Venezuelan President Hugo Chavez pledged to meet Caribbean nations' oil needs for years to come, and urged the region to unite and seek greater independence from the US.
Chavez deepened past pledges to share his country's oil wealth as he addressed a summit on Saturday of nations taking part in Venezuela's Petrocaribe oil initiative, which supplies fuel under preferential terms.
"If we truly unite ... the grandchildren of our grandchildren will have no energy problems," Chavez said.
He predicted oil prices will soon hit US$100 a barrel but said "the Caribbean shouldn't have problems this century and beyond."
"Venezuela puts this oil wealth at the disposition of our peoples of the Caribbean," Chavez said. "We're going to share it like Christ ... It will be enough for everyone."

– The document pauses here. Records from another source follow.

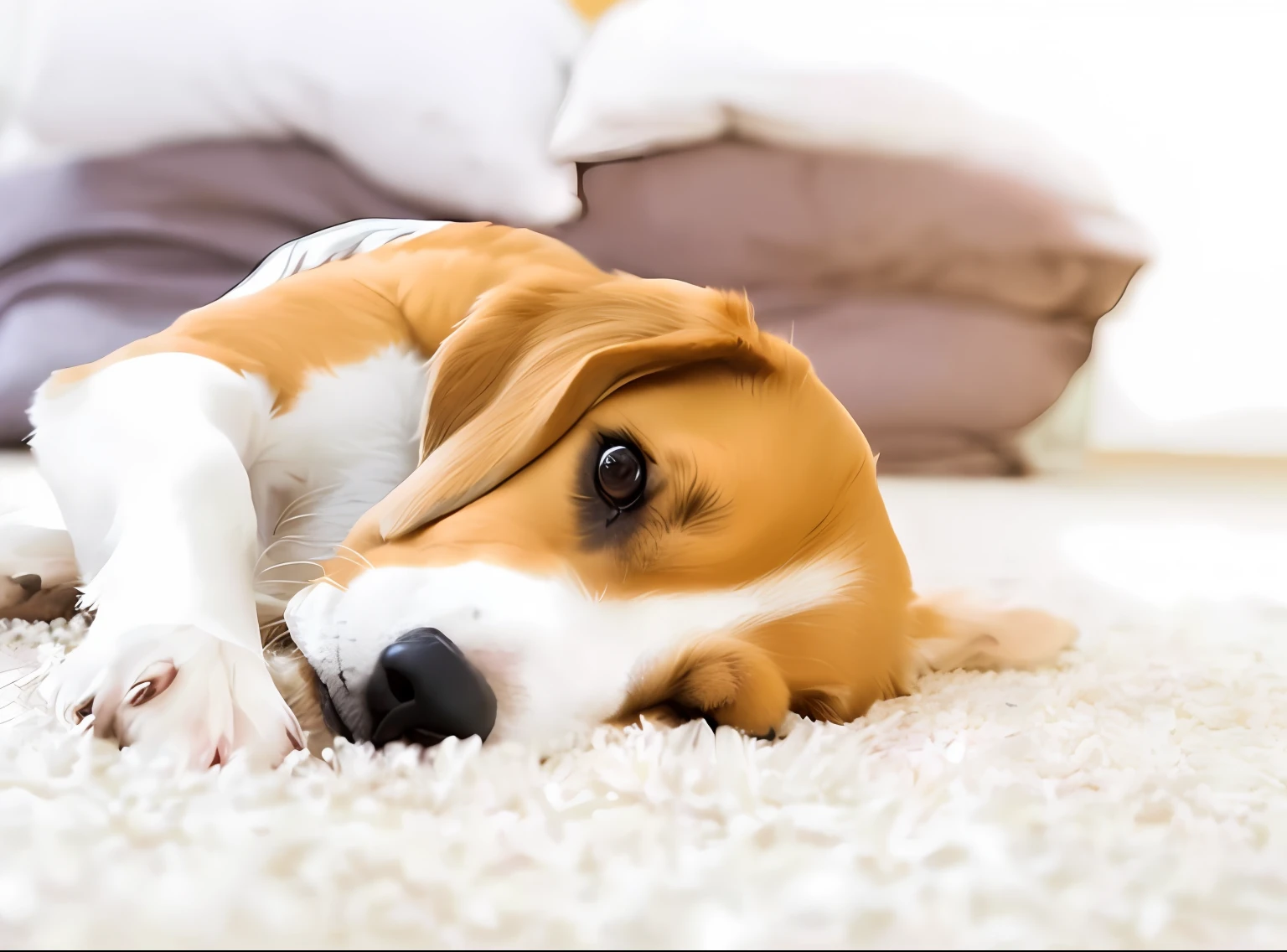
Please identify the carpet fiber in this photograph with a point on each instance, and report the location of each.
(1134, 795)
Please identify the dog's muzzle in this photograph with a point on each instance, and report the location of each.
(424, 690)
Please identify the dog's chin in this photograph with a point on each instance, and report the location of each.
(326, 708)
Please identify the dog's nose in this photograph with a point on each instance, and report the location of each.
(425, 690)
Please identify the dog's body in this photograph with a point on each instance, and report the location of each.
(609, 494)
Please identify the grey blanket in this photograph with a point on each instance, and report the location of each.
(94, 255)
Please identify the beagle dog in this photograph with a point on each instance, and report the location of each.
(482, 488)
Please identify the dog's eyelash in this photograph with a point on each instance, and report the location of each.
(696, 506)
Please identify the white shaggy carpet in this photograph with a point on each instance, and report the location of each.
(1134, 797)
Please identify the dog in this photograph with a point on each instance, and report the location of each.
(483, 488)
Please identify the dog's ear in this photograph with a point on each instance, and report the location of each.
(532, 358)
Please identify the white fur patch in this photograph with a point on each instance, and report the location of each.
(559, 659)
(352, 435)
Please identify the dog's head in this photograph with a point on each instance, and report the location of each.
(629, 498)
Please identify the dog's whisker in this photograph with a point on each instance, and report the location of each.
(341, 546)
(305, 497)
(297, 561)
(302, 515)
(352, 561)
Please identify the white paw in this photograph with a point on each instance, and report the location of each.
(177, 690)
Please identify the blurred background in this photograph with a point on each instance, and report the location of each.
(1013, 235)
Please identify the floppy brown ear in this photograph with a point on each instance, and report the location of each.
(532, 358)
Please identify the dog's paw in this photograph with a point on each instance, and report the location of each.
(180, 691)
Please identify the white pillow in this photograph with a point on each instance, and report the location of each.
(865, 75)
(446, 103)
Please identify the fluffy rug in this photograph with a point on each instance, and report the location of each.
(1133, 797)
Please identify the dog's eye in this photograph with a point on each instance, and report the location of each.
(621, 476)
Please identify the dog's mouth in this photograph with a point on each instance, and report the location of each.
(329, 716)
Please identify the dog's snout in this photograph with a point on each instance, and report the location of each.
(425, 690)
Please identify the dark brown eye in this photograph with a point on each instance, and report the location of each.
(621, 476)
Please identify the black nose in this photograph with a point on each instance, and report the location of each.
(424, 690)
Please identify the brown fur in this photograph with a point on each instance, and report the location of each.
(756, 466)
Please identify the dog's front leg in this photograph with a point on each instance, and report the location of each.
(148, 462)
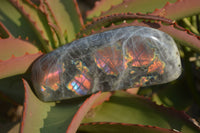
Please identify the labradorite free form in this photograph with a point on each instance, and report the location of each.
(117, 59)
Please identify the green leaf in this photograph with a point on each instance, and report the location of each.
(16, 47)
(15, 22)
(134, 6)
(17, 65)
(65, 15)
(127, 108)
(100, 6)
(104, 127)
(35, 111)
(51, 117)
(174, 95)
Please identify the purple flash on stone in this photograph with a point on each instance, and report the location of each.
(117, 59)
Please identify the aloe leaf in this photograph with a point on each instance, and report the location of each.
(106, 127)
(15, 47)
(180, 34)
(175, 95)
(133, 6)
(66, 17)
(17, 65)
(102, 6)
(34, 111)
(15, 129)
(15, 22)
(179, 9)
(127, 108)
(53, 117)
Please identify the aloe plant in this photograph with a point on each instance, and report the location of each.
(30, 28)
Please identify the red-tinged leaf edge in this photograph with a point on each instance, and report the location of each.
(157, 129)
(4, 32)
(109, 20)
(16, 47)
(179, 33)
(84, 108)
(17, 65)
(79, 12)
(179, 9)
(105, 96)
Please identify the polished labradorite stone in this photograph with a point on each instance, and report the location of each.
(117, 59)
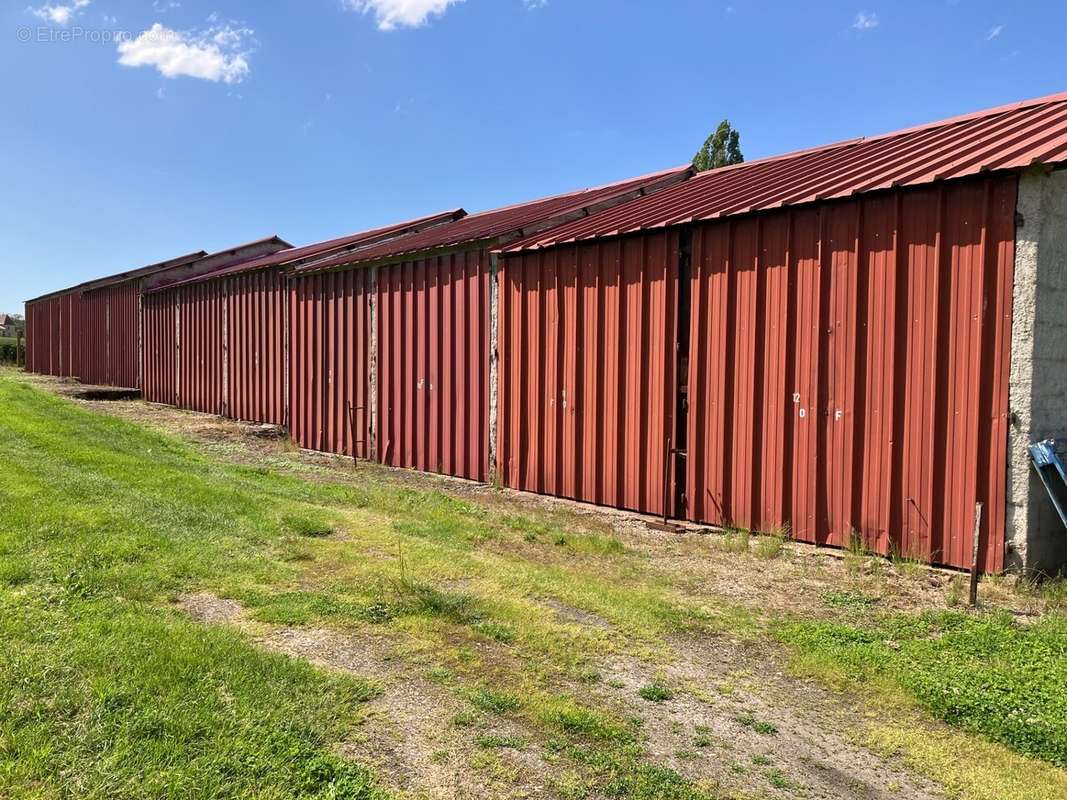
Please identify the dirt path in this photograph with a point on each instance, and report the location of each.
(732, 719)
(735, 722)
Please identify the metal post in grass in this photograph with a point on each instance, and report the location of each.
(975, 541)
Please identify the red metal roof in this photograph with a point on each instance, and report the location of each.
(321, 250)
(521, 219)
(1005, 138)
(124, 276)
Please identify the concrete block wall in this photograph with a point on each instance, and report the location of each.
(1037, 540)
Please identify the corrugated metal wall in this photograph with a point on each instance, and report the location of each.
(256, 340)
(160, 350)
(218, 347)
(433, 365)
(200, 347)
(848, 370)
(330, 351)
(90, 336)
(587, 371)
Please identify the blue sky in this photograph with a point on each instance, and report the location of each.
(232, 120)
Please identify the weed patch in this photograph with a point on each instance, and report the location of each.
(983, 673)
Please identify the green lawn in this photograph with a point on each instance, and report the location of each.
(111, 691)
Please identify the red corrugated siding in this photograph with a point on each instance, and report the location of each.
(848, 370)
(125, 334)
(433, 365)
(587, 370)
(160, 371)
(200, 348)
(90, 336)
(191, 330)
(329, 346)
(256, 330)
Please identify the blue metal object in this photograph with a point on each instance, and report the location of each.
(1050, 461)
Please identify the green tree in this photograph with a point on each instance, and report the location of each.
(721, 148)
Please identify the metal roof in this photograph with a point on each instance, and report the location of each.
(511, 221)
(324, 249)
(124, 276)
(1005, 138)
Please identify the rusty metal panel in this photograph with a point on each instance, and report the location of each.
(160, 349)
(124, 334)
(255, 338)
(587, 370)
(91, 336)
(330, 351)
(847, 370)
(433, 364)
(198, 356)
(218, 347)
(880, 405)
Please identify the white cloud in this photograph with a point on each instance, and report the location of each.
(393, 14)
(865, 20)
(219, 53)
(60, 14)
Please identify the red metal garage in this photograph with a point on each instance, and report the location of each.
(92, 332)
(421, 318)
(216, 342)
(824, 336)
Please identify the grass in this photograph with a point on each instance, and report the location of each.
(761, 726)
(655, 692)
(983, 673)
(111, 691)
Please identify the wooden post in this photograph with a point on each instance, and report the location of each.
(975, 540)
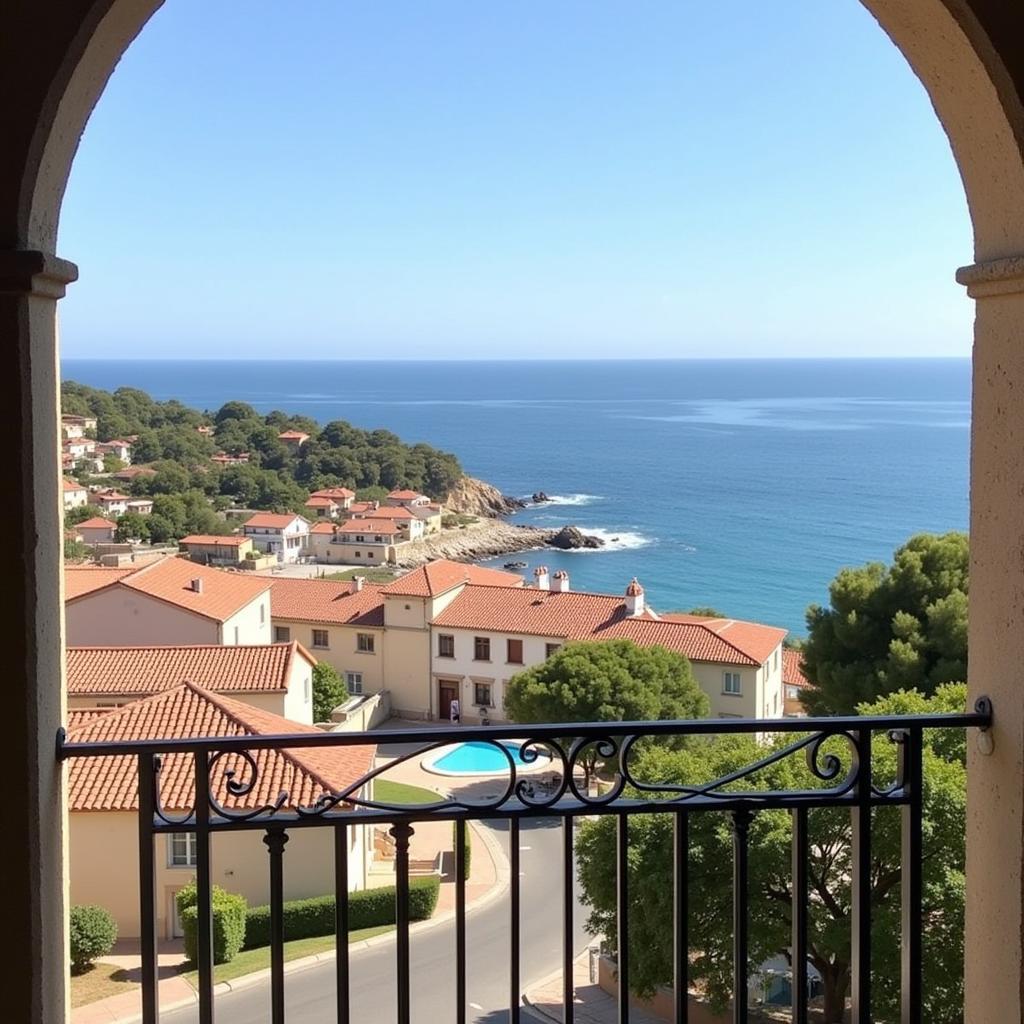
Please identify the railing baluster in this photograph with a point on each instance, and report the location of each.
(460, 921)
(147, 888)
(341, 922)
(275, 840)
(681, 853)
(568, 899)
(912, 855)
(401, 832)
(514, 922)
(623, 914)
(799, 915)
(860, 984)
(204, 890)
(740, 938)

Venezuela still counts the US as its top oil buyer, although Chavez has sought to diversify his clientele amid tensions with Washington by selling more to Latin America, the Caribbean and as far away as China.
Since 2005, when Chavez created Petrocaribe, 14 countries have joined Venezuela's pact, which lets them finance up to half their oil bills over 25 years at low interest. That number expanded to 15 on Saturday with the addition of Nicaragua, whose president Daniel Ortega attended the talks.
Leaders of nine countries signed a treaty proposed by Chavez in which Venezuela pledges to guarantee energy supplies and help the nations develop alternative energy sources. Countries that signed were Haiti, Grenada, St. Vincent and the Grenadines, Nicaragua, Jamaica, Suriname, Dominica, Belize and Cuba.
Under Petrocaribe, nations are generally allowed to pay off part of their oil bills in goods and services. Dominican President Leonel Fernandez said his country hopes to begin an exchange program offering hotel and tourism training to visiting Venezuelans.
Caribbean countries have already financed nearly US$1 billion in fuel purchases, and due to interest as low as 1 percent have seen savings of US$450 million, Chavez said.
Oil Minister Rafael Ramirez said on Friday that Venezuela is also making progress helping upgrade or build refineries in Cuba, Jamaica and Dominica -- an effort that comes as Chavez's government seeks to decrease its reliance on a network of US refineries.
Chavez used the meeting to support his ally Cuba, saying the island is regularly excluded from other summits. Blaming the US, he recalled a 2005 gathering in Argentina and said: "How is it that we accept Cuba not going to that meeting?"
"I swear by my mother ... if there is another one of those summits and Cuba doesn't go, Venezuela won't go to that summit either because it doesn't seem fair," Chavez said.
"I know most of you talk with the US government, the majority of our friends in the Caribbean, except Cuba and us," Chavez said. "But I hope someday we can all sit down at the same table, as equals and with respect, with the president of the United States, whoever it is."
He also proposed to one day build an undersea natural gas pipeline stretching from gas-rich Venezuela to Cuba and possibly Mexico. He said it would touch the US territory of Puerto Rico, and said: "When will Puerto Rico be free? The day will come."